Pepco directed to improve manhole checks

Published March 12, 2008 4:00am EST



Pepco was ordered by D.C.’s utility regulator to update its training regimen for manhole inspectors days before an explosion in Northwest charred an automobile and left thousands of residents without power.

The training directive from the Public Service Commission was issued Friday. Late Monday night, a manhole fire and explosion on 14th Street near Clifton Street set a sport utility vehicle ablaze, left more than 5,000 people without electricity and closed streets through the Tuesday afternoon rush.

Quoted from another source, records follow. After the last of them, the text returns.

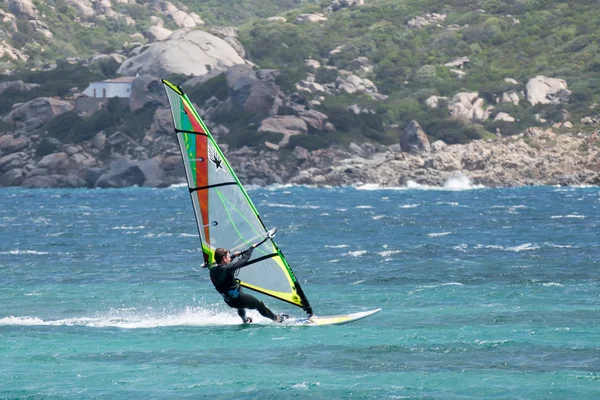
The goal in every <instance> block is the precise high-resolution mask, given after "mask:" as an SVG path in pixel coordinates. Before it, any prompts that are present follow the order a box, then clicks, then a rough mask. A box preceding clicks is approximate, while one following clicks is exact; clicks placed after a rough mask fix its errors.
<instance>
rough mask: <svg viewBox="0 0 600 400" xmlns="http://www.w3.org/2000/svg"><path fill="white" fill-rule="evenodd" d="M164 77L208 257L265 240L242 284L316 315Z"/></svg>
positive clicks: (190, 189) (209, 264)
mask: <svg viewBox="0 0 600 400" xmlns="http://www.w3.org/2000/svg"><path fill="white" fill-rule="evenodd" d="M162 82H163V85H164V87H165V90H166V92H167V97H168V98H169V103H170V105H171V114H172V116H173V124H174V126H175V132H176V134H177V141H178V142H179V149H180V150H181V156H182V158H183V164H184V167H185V175H186V178H187V183H188V188H189V192H190V196H191V198H192V204H193V207H194V212H195V216H196V223H197V226H198V232H199V234H200V242H201V245H202V254H203V257H204V262H205V263H206V264H207V265H210V264H211V263H214V252H215V250H216V249H217V248H219V247H222V248H225V249H229V250H233V249H240V248H247V247H249V246H250V245H252V244H253V243H257V242H261V241H262V243H261V244H260V246H258V247H257V248H256V249H255V250H254V252H253V258H252V259H251V260H250V261H249V262H248V264H247V265H246V266H245V267H244V268H241V269H240V270H239V275H238V279H239V280H240V284H241V285H242V286H244V287H246V288H248V289H252V290H255V291H257V292H260V293H264V294H266V295H269V296H272V297H275V298H277V299H280V300H283V301H286V302H288V303H291V304H293V305H296V306H298V307H302V309H303V310H304V311H306V312H307V313H308V314H310V315H312V314H313V312H312V309H311V307H310V304H309V302H308V300H307V298H306V296H305V295H304V292H303V291H302V288H301V287H300V284H299V282H298V280H297V279H296V276H295V275H294V272H293V271H292V268H291V267H290V265H289V264H288V262H287V260H286V259H285V257H284V256H283V254H282V252H281V250H280V249H279V247H278V246H277V244H276V243H275V241H274V240H273V238H272V237H271V235H268V232H267V228H266V227H265V224H264V223H263V221H262V220H261V218H260V215H259V213H258V211H257V209H256V207H255V206H254V204H253V203H252V201H251V200H250V197H249V196H248V193H247V192H246V190H244V187H243V186H242V184H241V183H240V181H239V179H238V178H237V176H236V175H235V173H234V172H233V169H232V168H231V166H230V165H229V162H227V159H226V158H225V155H224V154H223V152H222V151H221V149H220V148H219V146H218V145H217V143H216V142H215V139H214V138H213V137H212V135H211V134H210V132H209V131H208V129H207V128H206V125H205V124H204V121H202V119H201V118H200V116H199V115H198V113H197V112H196V110H195V109H194V107H193V105H192V102H191V101H190V99H189V98H188V97H187V96H186V95H185V93H184V92H183V90H181V88H180V87H178V86H176V85H173V84H172V83H171V82H169V81H167V80H164V79H163V81H162ZM264 239H266V240H264Z"/></svg>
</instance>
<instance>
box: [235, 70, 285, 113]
mask: <svg viewBox="0 0 600 400" xmlns="http://www.w3.org/2000/svg"><path fill="white" fill-rule="evenodd" d="M263 72H264V71H263ZM267 72H269V71H267ZM271 72H272V71H271ZM275 75H276V74H275ZM225 76H226V80H227V85H228V86H229V88H230V89H231V90H230V100H231V102H232V104H234V105H236V106H237V108H238V109H242V110H243V111H245V112H249V113H253V114H258V115H261V116H267V115H275V114H277V108H278V106H279V102H278V99H279V95H280V91H279V88H278V86H277V85H276V84H275V83H274V82H273V79H272V76H274V75H273V74H269V73H266V72H264V73H261V71H256V72H255V71H253V70H252V67H250V66H249V65H235V66H233V67H231V68H229V69H228V70H227V72H225ZM260 77H262V78H263V79H260Z"/></svg>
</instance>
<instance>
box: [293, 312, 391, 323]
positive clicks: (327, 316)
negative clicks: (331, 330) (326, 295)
mask: <svg viewBox="0 0 600 400" xmlns="http://www.w3.org/2000/svg"><path fill="white" fill-rule="evenodd" d="M379 311H381V308H377V309H375V310H369V311H361V312H357V313H352V314H340V315H330V316H324V317H319V316H316V315H313V316H312V317H310V318H290V319H288V320H286V321H285V322H284V323H283V324H284V325H306V326H323V325H343V324H347V323H350V322H354V321H358V320H359V319H363V318H366V317H368V316H369V315H373V314H375V313H377V312H379Z"/></svg>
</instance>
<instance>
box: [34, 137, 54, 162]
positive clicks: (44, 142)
mask: <svg viewBox="0 0 600 400" xmlns="http://www.w3.org/2000/svg"><path fill="white" fill-rule="evenodd" d="M56 148H57V146H56V145H55V144H54V143H52V142H51V141H50V140H48V139H47V138H44V139H42V140H41V141H40V143H38V145H37V146H36V148H35V155H36V157H38V158H42V157H44V156H47V155H48V154H52V153H54V152H55V151H56Z"/></svg>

The manhole responsible for Monday’s incident was last inspected Aug. 15, 2001, Pepco spokesman Robert Dobkin said. The fire started when a secondary, 4,000-volt cable burned into the primary, 13,000-volt cable.

“An inspection cannot and will not prevent all failures,” Dobkin said. “You can only inspect what you can see and touch, and it’s not necessarily going to stop anything.”

Pepco maintains the second-largest underground power system in the country, with roughly 60,100 manholes. Water, chemicals, rats and debris can cause smoke and fire that send 300-pound manhole covers soaring. Manhole explosions are one of the District’s “18 major hazards,” according to the Homeland Security and Emergency Management Agency.

Siemens Power Transmission & Distribution Inc., a consultant for the Public Service Commission on Pepco’s manhole program, has discovered more “reportable conditions” in its inspections than the utility, according to a report filed last week. Siemens‘ review of 215 manholes found 70 problems, 29 of which required repair within six months.

Those results “have raised immediate concerns regarding the quality assurance and reliability of Pepco’s inspections,” the commission stated. It directed Pepco to develop a formal manhole inspection training program.

Pepco inspected 12,066 manholes in 2007 and found 1,301 in need of repair. The number of manhole “events” — including smoke, fire and explosions — soared from 56 in 2006 to 96 in 2007, according to Pepco.